Questions around electrification are more practical than they once were. For example, one of the first questions asked at the start of an electrification project is whether the local utility grid can handle an increased load. This is not simply a question of power availability, but of balancing power demand and supply.
Will a grid meet a plant’s energy needs?
This question is trickier than it first appears because the amount of power supplied by the grid, and the amount of power demanded by the process in question, fluctuate over time. Issues arise not because the equipment exceeds the grid’s capacity, but because when multiple pieces of equipment run at peak capacity, it passes a threshold at a time when the grid cannot adequately support the demand.
The increasing loads that electrification projects place on the grid have spurred the call for better demand flexibility. On one hand, utility companies can take a much more moderate approach when it comes to adding generation capacity or making expensive upgrades to the grid. On the other hand, facilities reap the benefits of better cost control and more in-depth data analysis.
This win-win scenario assumes that plants are willing to invest in the kind of power control necessary to implement demand flexibility across processes, and throughout the plant as a whole. Specifically, it requires using modern power controllers that have Predictive Load Management (PLM) capabilities across a network.
Advanced power control
PLM is one of the key technologies for demand flexibility in process power control and consists of two main functions, load balancing (or load sharing) and load shedding. Load balancing involves equally distributing power of different loads to obtain an overall power consumption that is as stable and balanced as possible, eliminating instantaneous peaks and as a result ‘smoothing out’ the power consumption curve. Load shedding involves limiting and shifting the overall energy consumption altogether, or within user-defined priorities.
PLM is a feature of many of the SCR power controllers that Watlow manufactures. At the level of a single machine or device, a power controller with PLM can allow an operator to set a power threshold to ensure that the process will never draw power over that threshold. But the true benefit of PLM can be seen when multiple machines are in use and multiple controllers are connected in a network. Then, PLM-equipped controllers can uniformly distribute power loads, ensuring that at any given moment, the overall power is as stable and balanced as possible.
A plant’s process lines
Take for example, a plant that has ten process lines, each of which has a thermal array that draws power. Any individual machine has a power draw limit of 200 kw. However, the plant will receive some hefty charges from the utility company if it exceeds 1,000 kw during its peak period.

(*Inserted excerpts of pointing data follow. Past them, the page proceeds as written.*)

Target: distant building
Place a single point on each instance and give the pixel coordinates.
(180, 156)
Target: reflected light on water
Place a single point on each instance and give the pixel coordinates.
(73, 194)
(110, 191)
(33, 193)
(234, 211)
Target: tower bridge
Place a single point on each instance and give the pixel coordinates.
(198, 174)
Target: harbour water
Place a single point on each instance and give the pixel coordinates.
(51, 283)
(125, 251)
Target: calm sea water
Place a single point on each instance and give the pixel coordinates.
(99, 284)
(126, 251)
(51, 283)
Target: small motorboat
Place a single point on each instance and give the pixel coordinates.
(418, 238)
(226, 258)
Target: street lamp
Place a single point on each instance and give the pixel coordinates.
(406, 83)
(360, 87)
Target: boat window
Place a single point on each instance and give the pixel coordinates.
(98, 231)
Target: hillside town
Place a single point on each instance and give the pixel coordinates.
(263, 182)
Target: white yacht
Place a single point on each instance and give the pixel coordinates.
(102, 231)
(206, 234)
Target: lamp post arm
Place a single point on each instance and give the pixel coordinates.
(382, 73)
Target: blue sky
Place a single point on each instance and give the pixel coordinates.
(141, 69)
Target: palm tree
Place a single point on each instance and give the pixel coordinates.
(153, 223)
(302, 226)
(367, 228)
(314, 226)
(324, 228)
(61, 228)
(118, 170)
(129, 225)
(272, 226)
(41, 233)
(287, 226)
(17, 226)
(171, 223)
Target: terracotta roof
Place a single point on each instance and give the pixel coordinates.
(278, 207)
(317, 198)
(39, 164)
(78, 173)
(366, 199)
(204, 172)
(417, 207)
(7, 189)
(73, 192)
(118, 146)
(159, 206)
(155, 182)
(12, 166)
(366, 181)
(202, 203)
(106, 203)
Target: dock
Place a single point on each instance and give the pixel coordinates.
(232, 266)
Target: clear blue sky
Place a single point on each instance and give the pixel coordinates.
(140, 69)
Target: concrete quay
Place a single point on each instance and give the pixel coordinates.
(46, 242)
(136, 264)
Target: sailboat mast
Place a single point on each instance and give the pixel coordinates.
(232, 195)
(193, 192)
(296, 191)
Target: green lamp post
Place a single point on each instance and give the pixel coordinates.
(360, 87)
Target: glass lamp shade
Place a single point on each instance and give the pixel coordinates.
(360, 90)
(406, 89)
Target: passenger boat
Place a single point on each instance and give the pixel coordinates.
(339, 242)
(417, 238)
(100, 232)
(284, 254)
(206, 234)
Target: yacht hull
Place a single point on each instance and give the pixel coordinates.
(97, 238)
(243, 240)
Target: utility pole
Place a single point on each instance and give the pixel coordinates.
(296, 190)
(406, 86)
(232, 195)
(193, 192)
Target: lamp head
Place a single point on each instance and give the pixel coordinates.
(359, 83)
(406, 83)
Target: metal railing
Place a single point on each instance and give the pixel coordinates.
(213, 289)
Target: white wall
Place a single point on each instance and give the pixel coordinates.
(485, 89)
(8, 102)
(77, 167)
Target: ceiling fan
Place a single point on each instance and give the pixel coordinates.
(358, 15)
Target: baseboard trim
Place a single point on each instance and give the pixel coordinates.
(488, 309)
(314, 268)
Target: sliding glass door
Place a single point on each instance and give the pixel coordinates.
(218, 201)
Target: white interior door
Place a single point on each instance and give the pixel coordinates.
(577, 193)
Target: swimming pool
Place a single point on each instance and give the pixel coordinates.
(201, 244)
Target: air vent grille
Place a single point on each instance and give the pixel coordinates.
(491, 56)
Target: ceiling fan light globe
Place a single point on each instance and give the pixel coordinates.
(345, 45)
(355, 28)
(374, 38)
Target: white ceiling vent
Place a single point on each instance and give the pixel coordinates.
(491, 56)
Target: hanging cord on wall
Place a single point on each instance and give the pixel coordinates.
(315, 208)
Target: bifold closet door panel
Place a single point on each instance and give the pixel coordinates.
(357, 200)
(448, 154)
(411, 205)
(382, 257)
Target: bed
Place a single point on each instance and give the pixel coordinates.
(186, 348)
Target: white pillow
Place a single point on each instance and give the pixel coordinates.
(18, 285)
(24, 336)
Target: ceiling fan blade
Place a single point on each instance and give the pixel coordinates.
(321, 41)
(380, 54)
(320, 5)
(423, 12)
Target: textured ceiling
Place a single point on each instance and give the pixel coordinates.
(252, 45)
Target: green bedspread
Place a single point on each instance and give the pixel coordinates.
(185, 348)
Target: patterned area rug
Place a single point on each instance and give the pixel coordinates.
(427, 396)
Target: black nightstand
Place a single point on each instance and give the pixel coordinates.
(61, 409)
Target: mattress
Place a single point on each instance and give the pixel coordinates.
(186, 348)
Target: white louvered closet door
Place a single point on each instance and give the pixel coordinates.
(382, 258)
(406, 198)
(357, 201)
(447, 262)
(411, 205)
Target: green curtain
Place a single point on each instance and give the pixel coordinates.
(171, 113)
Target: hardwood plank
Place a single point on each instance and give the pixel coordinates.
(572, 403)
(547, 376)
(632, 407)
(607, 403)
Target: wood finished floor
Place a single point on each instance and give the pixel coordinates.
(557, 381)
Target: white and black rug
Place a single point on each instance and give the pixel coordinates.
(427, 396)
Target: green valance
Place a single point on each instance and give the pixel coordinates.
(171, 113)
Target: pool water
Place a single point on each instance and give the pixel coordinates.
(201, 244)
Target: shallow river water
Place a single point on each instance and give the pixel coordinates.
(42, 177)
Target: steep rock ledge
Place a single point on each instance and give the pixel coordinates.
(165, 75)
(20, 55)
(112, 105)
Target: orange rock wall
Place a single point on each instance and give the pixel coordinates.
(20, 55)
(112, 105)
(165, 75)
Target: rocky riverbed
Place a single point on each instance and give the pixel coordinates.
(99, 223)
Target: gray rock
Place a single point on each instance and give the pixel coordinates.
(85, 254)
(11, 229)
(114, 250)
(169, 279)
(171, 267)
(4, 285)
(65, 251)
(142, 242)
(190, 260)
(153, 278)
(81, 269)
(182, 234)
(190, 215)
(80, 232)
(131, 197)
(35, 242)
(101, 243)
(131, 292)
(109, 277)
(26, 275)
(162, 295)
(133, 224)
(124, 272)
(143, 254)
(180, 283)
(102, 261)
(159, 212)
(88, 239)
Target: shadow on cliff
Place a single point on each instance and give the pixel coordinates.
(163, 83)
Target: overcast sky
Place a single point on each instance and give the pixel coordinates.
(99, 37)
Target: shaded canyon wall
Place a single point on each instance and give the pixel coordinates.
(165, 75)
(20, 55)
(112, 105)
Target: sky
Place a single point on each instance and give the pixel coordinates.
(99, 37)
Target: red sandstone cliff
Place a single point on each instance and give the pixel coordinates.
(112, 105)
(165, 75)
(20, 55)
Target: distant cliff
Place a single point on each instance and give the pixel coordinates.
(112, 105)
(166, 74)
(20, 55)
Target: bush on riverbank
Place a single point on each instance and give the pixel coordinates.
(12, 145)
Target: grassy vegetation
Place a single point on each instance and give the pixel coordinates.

Without any sort of networking or demand management, in the worst-case scenario, all ten lines could run simultaneously and draw peak power. To be safe, each machine would need to be limited to 100 kw.
Managing demand at the plant level
Alternatively, consider an additional power controller with PLM attached to a network of devices. The controller can set an overall network threshold, which in this case is over 1,000 kw. Now, the individual controllers will synchronise and communicate, providing a level of demand management at the plant level.
Without this kind of network capability, engineers are forced to make very cautious and conservative guesses as to what the peak power demands of each machine is separately, and this can effectively limit what the plant is capable of overall. But with networking, it is possible to measure power supply and demand dynamically, allocating power in the most efficient way possible. This helps to achieve the demand flexibility needed, resolving the issue of whether the grid can sustain electrification without decreasing throughput or creating downtime.
Electrification is not as simple as replacing fossil fuels with electric alternatives. In fact, the electrification of processes and process heating requires a change in power management. The issue is not just about power availability, it’s also about finding a balance between power demands and supply availability to enable a smooth transition.